Declining Exim traffic, lower trade growth highlight risks for Concor

Container rail traffic is also losing market share to road segment

Concor banking on internal accruals for Rs 6k-cr capex plans in 5 years
Ram Prasad Sahu Mumbai
2 min read Last Updated : Sep 18 2019 | 11:37 PM IST
The 40-month low print of Exim trade for August led by a fall in imports and lower railways container volume growth are negative for Container Corporation of India (Concor), India’s largest transporter of containerised cargo through the rail route. While container volume growth was robust in August, it was led by port container volumes and not rail container transport indicating that trucks gained market share. With pressure on profitability of fleet operators, pricing could remain competitive going ahead for container operators.

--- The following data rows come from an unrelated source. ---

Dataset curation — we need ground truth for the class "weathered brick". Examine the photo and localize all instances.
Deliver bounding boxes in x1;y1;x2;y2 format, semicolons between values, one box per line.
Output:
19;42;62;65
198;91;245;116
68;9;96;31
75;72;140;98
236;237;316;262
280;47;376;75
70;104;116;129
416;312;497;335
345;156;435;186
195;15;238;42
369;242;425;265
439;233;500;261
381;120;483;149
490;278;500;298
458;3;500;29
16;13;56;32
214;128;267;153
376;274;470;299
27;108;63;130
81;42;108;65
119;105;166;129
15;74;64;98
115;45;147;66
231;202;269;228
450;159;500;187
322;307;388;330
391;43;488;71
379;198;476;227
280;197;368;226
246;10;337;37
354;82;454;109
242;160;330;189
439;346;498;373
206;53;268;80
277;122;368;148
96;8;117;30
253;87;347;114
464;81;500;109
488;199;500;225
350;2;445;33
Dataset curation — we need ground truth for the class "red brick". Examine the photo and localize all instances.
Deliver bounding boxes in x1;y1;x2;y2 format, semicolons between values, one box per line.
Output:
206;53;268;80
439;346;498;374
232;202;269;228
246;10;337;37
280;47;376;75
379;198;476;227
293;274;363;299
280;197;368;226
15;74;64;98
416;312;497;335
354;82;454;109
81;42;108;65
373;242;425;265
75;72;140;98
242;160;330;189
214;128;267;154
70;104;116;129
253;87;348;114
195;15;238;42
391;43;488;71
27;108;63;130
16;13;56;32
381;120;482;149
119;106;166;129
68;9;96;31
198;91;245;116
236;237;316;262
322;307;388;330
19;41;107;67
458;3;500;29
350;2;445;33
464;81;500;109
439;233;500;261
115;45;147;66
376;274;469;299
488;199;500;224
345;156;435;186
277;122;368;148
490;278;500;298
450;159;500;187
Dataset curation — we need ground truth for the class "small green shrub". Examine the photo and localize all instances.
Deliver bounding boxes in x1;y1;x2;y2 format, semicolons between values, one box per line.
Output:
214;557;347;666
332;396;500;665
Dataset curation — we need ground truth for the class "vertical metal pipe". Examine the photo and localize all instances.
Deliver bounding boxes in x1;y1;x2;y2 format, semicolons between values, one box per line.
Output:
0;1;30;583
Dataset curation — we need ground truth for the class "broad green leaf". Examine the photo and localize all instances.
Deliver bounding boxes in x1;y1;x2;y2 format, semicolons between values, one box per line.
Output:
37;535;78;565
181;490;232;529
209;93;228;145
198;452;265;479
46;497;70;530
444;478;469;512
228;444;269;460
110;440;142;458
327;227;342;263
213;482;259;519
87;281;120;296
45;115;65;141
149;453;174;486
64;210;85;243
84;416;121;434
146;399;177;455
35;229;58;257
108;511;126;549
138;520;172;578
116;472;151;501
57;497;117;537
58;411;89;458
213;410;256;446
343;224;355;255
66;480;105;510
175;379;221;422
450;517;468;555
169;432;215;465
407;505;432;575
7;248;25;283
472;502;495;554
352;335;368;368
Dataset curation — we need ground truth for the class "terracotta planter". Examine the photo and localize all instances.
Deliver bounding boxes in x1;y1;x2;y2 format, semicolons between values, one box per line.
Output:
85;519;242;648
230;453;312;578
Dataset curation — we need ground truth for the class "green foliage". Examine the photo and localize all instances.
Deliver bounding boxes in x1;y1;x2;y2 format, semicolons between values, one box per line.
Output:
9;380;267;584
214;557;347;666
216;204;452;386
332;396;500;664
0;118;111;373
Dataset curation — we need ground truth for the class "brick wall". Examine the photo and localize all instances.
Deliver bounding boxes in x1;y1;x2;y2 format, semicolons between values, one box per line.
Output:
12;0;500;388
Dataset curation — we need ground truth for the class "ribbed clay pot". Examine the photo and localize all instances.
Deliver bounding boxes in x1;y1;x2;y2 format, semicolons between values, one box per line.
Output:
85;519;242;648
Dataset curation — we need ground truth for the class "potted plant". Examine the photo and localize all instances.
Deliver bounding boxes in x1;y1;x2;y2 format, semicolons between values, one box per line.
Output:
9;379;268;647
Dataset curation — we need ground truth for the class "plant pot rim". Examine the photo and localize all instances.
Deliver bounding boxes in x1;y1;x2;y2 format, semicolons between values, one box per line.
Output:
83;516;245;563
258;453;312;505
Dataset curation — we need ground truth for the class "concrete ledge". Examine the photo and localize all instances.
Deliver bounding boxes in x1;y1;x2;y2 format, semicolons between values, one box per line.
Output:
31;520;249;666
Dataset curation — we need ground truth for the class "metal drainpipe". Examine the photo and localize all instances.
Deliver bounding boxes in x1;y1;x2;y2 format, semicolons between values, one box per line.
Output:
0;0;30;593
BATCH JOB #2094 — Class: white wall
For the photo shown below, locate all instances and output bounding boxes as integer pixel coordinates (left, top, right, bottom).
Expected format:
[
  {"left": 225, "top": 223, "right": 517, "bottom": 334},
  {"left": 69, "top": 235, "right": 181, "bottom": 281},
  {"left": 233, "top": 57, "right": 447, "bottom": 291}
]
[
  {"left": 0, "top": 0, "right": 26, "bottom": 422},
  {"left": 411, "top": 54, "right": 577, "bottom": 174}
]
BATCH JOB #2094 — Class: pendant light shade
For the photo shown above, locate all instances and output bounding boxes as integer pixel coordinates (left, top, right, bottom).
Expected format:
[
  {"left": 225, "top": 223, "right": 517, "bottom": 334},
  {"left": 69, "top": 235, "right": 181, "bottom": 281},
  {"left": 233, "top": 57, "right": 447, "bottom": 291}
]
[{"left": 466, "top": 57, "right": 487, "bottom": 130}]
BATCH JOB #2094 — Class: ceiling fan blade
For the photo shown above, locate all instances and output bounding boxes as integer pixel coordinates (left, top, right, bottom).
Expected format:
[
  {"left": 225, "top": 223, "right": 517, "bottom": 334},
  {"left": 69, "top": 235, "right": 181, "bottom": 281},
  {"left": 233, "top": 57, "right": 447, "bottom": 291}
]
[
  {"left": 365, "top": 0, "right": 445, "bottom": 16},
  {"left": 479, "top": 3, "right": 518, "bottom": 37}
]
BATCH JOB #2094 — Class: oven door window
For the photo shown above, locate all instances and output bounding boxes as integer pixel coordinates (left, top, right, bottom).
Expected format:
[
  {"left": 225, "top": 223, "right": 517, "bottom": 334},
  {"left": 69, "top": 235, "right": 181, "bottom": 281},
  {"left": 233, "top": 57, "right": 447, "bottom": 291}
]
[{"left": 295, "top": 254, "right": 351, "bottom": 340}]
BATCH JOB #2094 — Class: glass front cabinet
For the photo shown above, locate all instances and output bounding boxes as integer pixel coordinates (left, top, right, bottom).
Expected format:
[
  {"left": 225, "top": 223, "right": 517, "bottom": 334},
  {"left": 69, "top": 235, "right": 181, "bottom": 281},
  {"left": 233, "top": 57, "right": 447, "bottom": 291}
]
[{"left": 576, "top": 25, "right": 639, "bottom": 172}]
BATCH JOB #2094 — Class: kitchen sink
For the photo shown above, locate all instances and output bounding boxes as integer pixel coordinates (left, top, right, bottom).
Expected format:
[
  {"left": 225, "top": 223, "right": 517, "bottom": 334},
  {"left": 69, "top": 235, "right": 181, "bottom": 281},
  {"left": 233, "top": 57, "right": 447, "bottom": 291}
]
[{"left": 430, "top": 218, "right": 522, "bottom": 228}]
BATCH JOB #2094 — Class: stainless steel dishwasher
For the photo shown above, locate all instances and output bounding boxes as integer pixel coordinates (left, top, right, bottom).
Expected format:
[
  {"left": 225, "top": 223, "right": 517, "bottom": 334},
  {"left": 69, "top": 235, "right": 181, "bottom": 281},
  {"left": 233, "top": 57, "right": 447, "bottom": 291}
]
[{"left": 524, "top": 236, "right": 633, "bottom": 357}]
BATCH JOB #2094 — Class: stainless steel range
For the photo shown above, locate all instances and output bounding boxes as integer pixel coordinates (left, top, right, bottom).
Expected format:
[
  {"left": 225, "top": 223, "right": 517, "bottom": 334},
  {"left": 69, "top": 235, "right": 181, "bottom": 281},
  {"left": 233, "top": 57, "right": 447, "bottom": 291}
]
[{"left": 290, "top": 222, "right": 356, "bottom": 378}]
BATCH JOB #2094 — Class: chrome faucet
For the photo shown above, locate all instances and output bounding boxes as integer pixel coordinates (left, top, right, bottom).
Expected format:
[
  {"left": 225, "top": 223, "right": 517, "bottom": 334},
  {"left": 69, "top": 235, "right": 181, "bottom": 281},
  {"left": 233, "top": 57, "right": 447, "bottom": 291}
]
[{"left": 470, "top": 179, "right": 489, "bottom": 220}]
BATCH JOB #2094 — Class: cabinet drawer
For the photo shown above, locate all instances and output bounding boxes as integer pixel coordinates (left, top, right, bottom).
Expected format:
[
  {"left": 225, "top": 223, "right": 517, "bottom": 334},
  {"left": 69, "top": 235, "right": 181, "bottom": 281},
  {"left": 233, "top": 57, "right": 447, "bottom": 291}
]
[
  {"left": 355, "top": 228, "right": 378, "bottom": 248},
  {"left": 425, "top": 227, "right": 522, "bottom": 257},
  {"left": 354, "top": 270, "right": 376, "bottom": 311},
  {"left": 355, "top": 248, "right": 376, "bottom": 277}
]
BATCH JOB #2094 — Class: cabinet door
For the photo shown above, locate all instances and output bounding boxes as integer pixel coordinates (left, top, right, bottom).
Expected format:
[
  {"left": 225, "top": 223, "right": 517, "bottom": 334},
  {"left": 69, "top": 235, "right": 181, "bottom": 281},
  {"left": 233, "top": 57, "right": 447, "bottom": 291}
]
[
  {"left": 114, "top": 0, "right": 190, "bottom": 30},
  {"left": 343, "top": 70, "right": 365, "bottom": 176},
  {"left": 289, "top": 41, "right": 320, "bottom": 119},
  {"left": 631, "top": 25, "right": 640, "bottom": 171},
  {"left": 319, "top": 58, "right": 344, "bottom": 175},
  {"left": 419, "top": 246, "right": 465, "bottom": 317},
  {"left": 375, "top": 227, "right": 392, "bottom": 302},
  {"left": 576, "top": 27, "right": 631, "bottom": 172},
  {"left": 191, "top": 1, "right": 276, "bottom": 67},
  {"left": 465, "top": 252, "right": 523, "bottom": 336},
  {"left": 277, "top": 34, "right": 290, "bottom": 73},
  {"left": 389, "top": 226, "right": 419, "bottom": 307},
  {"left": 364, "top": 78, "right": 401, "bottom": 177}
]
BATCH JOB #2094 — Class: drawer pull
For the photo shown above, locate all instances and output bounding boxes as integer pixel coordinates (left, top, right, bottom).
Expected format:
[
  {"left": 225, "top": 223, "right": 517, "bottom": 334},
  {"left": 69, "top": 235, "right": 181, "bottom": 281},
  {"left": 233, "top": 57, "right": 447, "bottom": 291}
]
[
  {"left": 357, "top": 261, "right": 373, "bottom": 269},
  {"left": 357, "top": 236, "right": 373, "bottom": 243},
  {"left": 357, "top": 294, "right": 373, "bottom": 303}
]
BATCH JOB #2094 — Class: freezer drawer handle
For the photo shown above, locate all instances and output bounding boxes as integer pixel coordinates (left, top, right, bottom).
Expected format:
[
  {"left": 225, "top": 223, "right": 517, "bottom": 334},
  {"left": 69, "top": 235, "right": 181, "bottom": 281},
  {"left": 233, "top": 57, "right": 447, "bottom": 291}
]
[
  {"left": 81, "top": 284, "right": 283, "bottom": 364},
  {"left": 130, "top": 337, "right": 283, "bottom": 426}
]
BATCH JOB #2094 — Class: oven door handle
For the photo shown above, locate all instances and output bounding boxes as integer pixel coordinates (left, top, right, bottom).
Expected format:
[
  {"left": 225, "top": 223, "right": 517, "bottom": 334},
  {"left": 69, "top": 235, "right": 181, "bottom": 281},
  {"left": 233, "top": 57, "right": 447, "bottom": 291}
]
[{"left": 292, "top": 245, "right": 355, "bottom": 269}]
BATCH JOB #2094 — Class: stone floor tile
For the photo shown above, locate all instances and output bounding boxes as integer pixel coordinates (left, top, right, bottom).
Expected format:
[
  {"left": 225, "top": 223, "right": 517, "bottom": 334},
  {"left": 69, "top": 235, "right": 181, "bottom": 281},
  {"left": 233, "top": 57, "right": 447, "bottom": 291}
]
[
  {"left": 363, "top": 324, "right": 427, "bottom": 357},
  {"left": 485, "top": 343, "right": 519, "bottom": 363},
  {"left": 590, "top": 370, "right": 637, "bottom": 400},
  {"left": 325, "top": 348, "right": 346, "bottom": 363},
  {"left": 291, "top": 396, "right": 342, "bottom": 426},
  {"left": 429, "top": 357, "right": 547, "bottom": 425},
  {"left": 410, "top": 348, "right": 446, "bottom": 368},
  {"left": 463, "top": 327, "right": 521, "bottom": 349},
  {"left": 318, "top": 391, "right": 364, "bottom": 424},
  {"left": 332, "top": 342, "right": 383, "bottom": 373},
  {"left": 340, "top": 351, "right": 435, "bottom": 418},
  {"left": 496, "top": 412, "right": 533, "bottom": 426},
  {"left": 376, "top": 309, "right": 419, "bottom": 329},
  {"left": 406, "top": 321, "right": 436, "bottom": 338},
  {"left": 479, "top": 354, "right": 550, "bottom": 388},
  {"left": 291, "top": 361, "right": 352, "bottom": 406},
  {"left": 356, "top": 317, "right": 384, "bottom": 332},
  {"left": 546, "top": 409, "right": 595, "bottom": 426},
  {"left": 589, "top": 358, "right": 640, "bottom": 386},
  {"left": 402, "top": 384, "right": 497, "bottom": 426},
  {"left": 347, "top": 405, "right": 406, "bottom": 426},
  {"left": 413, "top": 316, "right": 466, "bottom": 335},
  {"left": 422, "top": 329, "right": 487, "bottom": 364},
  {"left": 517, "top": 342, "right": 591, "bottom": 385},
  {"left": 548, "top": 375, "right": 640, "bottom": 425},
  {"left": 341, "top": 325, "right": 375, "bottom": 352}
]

Further, analysts at Edelweiss Securities believe that with August container rail volumes falling by 3 per cent year-on-year it will be even more difficult for Concor to achieve volume growth guidance of 10-12 per cent for FY20. With overall container volumes rising just 3 per cent year-to-date, analysts believe it will be a risk to their estimates of the company’s net profit for FY20. While analysts have baked in a lower 7-8 per cent volume growth for the fiscal, if the same trends continue, achieving this lower volume growth too could be difficult.

There are, however, a couple of positive triggers for the company. Given the slowdown in rail container traffic, the railway ministry has announced steps to boost share of traffic from this mode of transport. This, according to analysts at Nomura, is expected to yield 35 per cent cost savings for container traffic on shorter distances. The other positive is the containerisation of trade traffic. Even in August when overall trade volumes were down, container volume growth was better year-on-year, which indicates higher containerisation.

The key trigger for the stock though continues to be the commissioning of the western railway dedicated freight corridor, the first 600 kilometres of which is expected to be commissioned by March of 2020. Given that the start of the end-to-end network will take at least three years, investors will have to wait for the full benefit of the same. In the near-term however the stock, which is trading at 25 times its FY20 net profit estimates, may languish as there are few triggers.